Constantin François de Chassebœuf, comte de Volney (1757 – 1820) was a French philosopher, abolitionist, writer, orientalist, and politician. He was at first surnamed Boisgirais after his father’s estate, but afterwards assumed the name of Volney.
This work, on the Russo-Turkish war of 1787, has a distinctly pro-Russian bias, and Voney anticipates keenly the breaking-up of the Ottoman Empire. It further discusses the Ottoman relations with France, the problem of the Ottoman Egypt, and the Balkans. Volney, traveller and philosopher, first left for the Ottoman Empire in 1782, and learnt Arabic in a monastery in the Lebanese mountains. He spent four years studying the region, its culture and people, the result of which was his work ‘Voyage en Egypte et en Syrie’ (1787).

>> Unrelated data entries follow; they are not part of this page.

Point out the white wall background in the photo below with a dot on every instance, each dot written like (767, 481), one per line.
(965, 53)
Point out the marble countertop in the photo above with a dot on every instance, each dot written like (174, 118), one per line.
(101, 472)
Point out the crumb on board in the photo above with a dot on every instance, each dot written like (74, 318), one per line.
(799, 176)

Volney was rewarded for his efforts by Catherine the Great, who presented him with a gold medal. Volney’s work was answered later in 1788 by the French diplomat Claude Charles de Peyssonnel, who supported the Ottoman Empire and looked forward to its continuation after reform. Peyssonnel, a French diplomat, served as consul at Smyrna. He follows the policy of Vergennes, who looked forward to the continuation of the Ottoman Empire based on a policy of reform.
Bibliographic references: Atabey 1304; Weller, printing locations II, 235; Pohler II, 103; Cioranescu 63755th; Hoefer XLVI , 348.